The CRTC announced the eight applicants on April 17, 2018, which included competing proposals by companies such as Bell Media, the Corriere Canadese, and Ethnic Channels Group among others. Rogers proposed expansions of the Omni Regional service, including the addition of Arabic, Hindi, and Tagalog-language newscasts, local newscasts on the East, Pacific, and Prairies feeds in Mandarin and Punjabi, and in Italian on East (replacing the Italian national newscast, due to the concentration of Italians living in the region), and increased investment in original scripted and factual programming,
In May 2019, the CRTC approved Rogers' proposal to expand Omni Regional, with a new three-year license term taking effect September 1, 2020. Changes will include that at least 70% of the broadcast day and 70% of primetime must be devoted to Canadian productions, and at least 12 hours of programming per-week must be acquired from independent producers (including at least two hours per-week of programming reflecting the Atlantic provinces, and two hours reflecting Manitoba and Saskatchewan). The number of daily national newscasts will expand to six, and there will be six hours per-week of local news programming for Calgary/Edmonton, Toronto, and Vancouver. Programming must be governed by advisory panels for each region, and Rogers must maintain the over-the-air Omni stations during the services' license terms. The service must also be operated on a break-even basis, with all additional profit re-invested into its operations. Rogers is only allowed to solicit advertising in the regions of the existing broadcast television outlets.

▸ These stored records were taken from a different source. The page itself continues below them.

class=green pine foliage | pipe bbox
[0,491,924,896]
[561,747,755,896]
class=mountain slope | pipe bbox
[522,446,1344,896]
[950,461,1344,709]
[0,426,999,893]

The decision to maintain Rogers' service has been considered controversial; Montreal Gazette media analyst Steve Faguy noted that the CRTC's decision contained no discussion of any of the other proposals, which he considered "shocking". In June 2019, the Corriere Canadese sent a letter to the cabinet requesting an appeal of the CRTC's decision, citing that the Commission ignored "widespread and intense dissatisfaction" with Rogers and Omni "in respect of its minimal conditions of license for Omni Regional to serve the multi-lingual multi-ethnic community of Canadians". The complaint pointed out the CRTC's previous disagreement with the structure of Omni Regional upon its initial approval, and argued that the new proposal also weakened Omni's mandates to provide ethnic news and public affairs programming (replacing four hour-long programs in specific languages with six half-hour programs in non-specific third languages). It argued that "the CRTC choice is an affront to its original Call for a unique service, to the objectives of the Broadcasting Act and to the constitutionality of the principles of equality inherent in the Multiculturalism Act."
Independent Community Television Montreal (ICTV)—who had proposed a service known as Tele1—also requested an appeal, accusing CRTC commissioners Ian Scott and Caroline J. Simard of having "communicated independently with representatives of Rogers and Bell on multiple occasions and without notice to ICTV", resulting in an unfair process.
In August 2019, the Federal Court of Appeal dismissed the case, and the CRTC's decision was upheld by the Department of Canadian Heritage.